Watch two short videos of the bamboo train on the move and being assembled! It’s not listed in the guidebooks and there are other similar trains in Cambodia, but for a couple of hours of fun in the countryside, it’s hard to beat this narrow gauge “local.” The carriage is a flat wooden frame of woven bamboo that hauls perhaps 8 people with baggage, sitting on steel wheels removed from the tracks of junked army tanks. It’s powered by a Honda four-stroke engine common in Asia. When the driver pulls up on the wooden stick, a band of old tire rubber engages the axels, and you’re off!
When two trains moving in opposite directions meet, the train with the heaviest load has the right-of-way. After the passengers of the lighter train of the lighter train remove their luggage, and both drivers then carry the bamboo frame, wheels, and engine off the track to let the other train proceed.

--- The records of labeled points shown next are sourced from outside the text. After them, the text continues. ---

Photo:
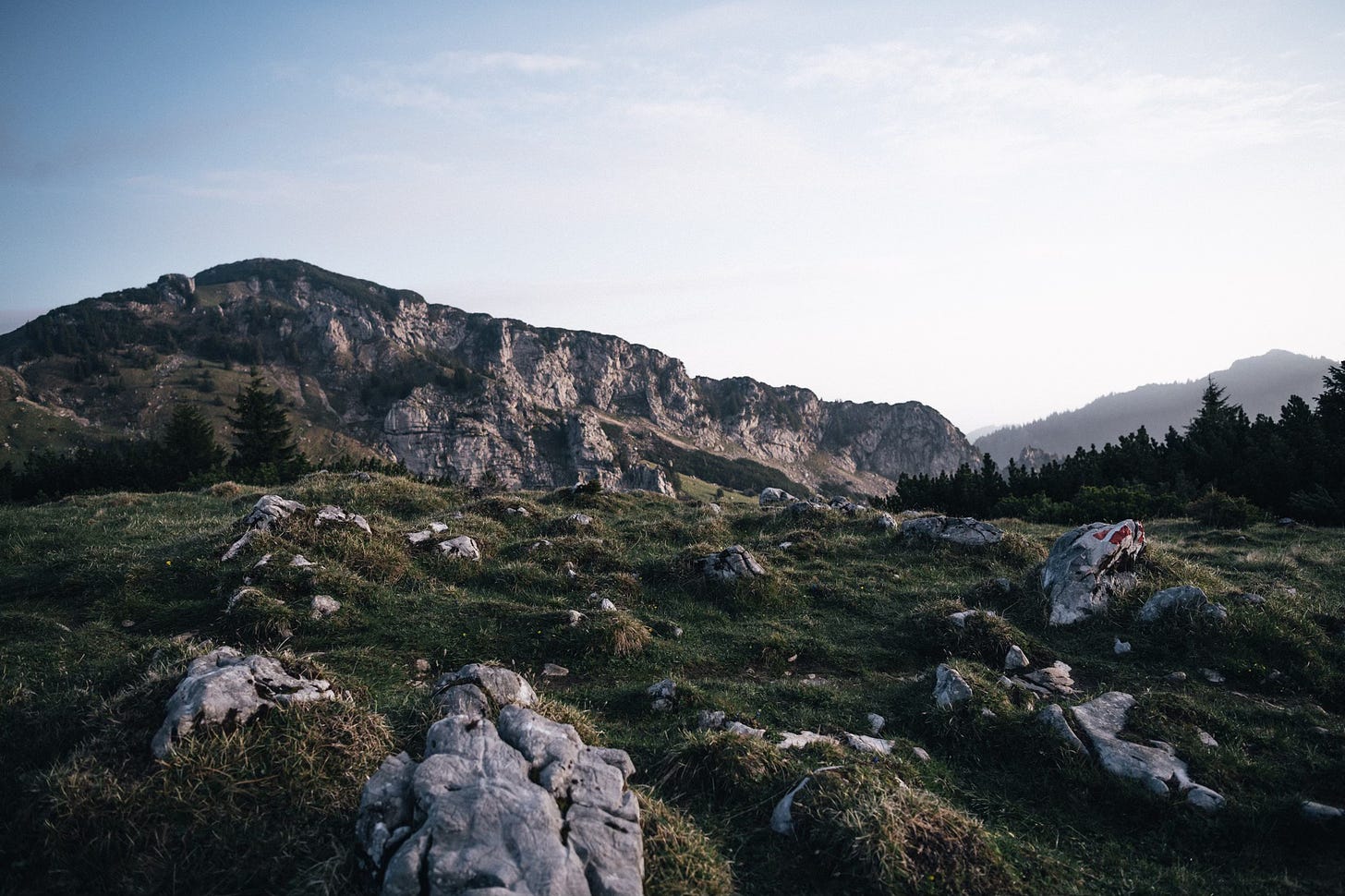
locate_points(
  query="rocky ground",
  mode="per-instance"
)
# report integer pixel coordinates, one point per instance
(401, 687)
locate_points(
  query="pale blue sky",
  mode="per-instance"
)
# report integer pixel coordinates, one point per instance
(1000, 209)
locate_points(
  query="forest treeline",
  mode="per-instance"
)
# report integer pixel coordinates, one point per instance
(1226, 468)
(185, 455)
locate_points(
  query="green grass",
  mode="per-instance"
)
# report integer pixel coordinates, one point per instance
(103, 599)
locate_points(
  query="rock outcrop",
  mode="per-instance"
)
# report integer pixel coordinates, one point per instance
(1088, 565)
(966, 532)
(519, 805)
(224, 687)
(474, 397)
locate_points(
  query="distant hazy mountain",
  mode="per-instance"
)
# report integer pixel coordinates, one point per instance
(1261, 385)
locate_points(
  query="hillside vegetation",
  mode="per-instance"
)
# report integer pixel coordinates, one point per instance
(103, 600)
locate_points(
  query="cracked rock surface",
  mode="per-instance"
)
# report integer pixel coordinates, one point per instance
(966, 532)
(514, 806)
(1088, 565)
(224, 687)
(1156, 766)
(731, 563)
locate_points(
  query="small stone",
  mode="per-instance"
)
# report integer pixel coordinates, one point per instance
(950, 687)
(323, 606)
(1320, 813)
(710, 720)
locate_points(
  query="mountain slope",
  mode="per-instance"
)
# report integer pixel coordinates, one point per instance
(377, 370)
(1261, 385)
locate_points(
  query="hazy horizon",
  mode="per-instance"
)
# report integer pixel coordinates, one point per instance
(1000, 210)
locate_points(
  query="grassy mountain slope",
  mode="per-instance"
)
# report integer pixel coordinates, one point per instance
(103, 599)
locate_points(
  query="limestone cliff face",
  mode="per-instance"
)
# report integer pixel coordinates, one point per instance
(478, 397)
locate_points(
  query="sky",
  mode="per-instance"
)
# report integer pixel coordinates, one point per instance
(999, 209)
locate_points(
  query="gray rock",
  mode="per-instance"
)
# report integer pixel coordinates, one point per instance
(333, 515)
(798, 740)
(323, 606)
(502, 685)
(710, 720)
(967, 532)
(731, 563)
(950, 687)
(462, 548)
(264, 515)
(224, 687)
(866, 745)
(1053, 718)
(1157, 769)
(1053, 678)
(1087, 566)
(521, 806)
(1320, 813)
(782, 817)
(1180, 599)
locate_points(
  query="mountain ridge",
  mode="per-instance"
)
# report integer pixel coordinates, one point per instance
(1262, 383)
(370, 369)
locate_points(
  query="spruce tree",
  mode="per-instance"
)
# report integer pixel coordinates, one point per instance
(188, 444)
(264, 442)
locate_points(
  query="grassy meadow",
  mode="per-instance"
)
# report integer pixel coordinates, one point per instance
(103, 600)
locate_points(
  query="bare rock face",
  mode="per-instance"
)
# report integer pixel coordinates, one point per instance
(264, 515)
(1154, 766)
(1180, 599)
(224, 687)
(950, 687)
(1088, 565)
(731, 563)
(515, 806)
(333, 515)
(966, 532)
(462, 547)
(772, 497)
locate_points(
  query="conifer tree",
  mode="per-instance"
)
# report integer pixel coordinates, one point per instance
(264, 442)
(188, 444)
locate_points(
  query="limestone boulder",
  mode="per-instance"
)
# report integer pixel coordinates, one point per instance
(1182, 599)
(966, 532)
(950, 687)
(224, 687)
(1088, 565)
(731, 563)
(519, 805)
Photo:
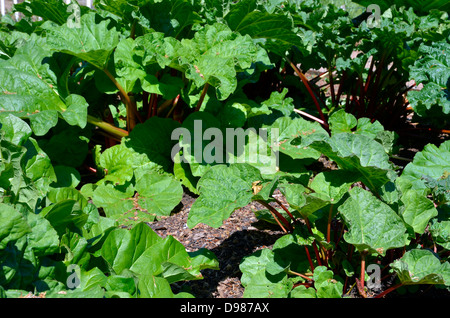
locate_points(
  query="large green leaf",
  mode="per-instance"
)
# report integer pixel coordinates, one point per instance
(28, 89)
(432, 162)
(93, 41)
(295, 135)
(273, 31)
(372, 225)
(154, 139)
(258, 282)
(13, 226)
(433, 71)
(417, 210)
(152, 195)
(422, 267)
(441, 233)
(153, 257)
(215, 55)
(222, 190)
(360, 155)
(53, 10)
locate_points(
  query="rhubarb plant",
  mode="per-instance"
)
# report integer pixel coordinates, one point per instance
(108, 115)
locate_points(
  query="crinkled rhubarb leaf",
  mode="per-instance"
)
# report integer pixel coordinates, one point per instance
(222, 190)
(93, 42)
(359, 155)
(372, 225)
(422, 267)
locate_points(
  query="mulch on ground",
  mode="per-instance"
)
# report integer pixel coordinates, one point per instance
(240, 235)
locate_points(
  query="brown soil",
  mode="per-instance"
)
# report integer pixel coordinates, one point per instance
(240, 235)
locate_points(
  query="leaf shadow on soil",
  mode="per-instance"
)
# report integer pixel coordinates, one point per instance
(222, 283)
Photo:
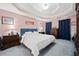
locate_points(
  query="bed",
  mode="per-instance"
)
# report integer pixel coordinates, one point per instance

The narrow gauge tracks originally guided small trains that ran between plantations, but were junked by the Khmer Rouge. To get to the “station”, ask at your hotel in Battambang, and you’ll be taken by car or motorbike to a spot a kilometer or two out of town. Total distance to the “terminal” is 11 km, but you can get off anywhere and flag down a return train. Trains run when the bamboo mat is full of passengers and cargo, rarely longer than every ten minutes. Fare is approximately $2 USD (locals pay less) for an experience that’s hard to beat.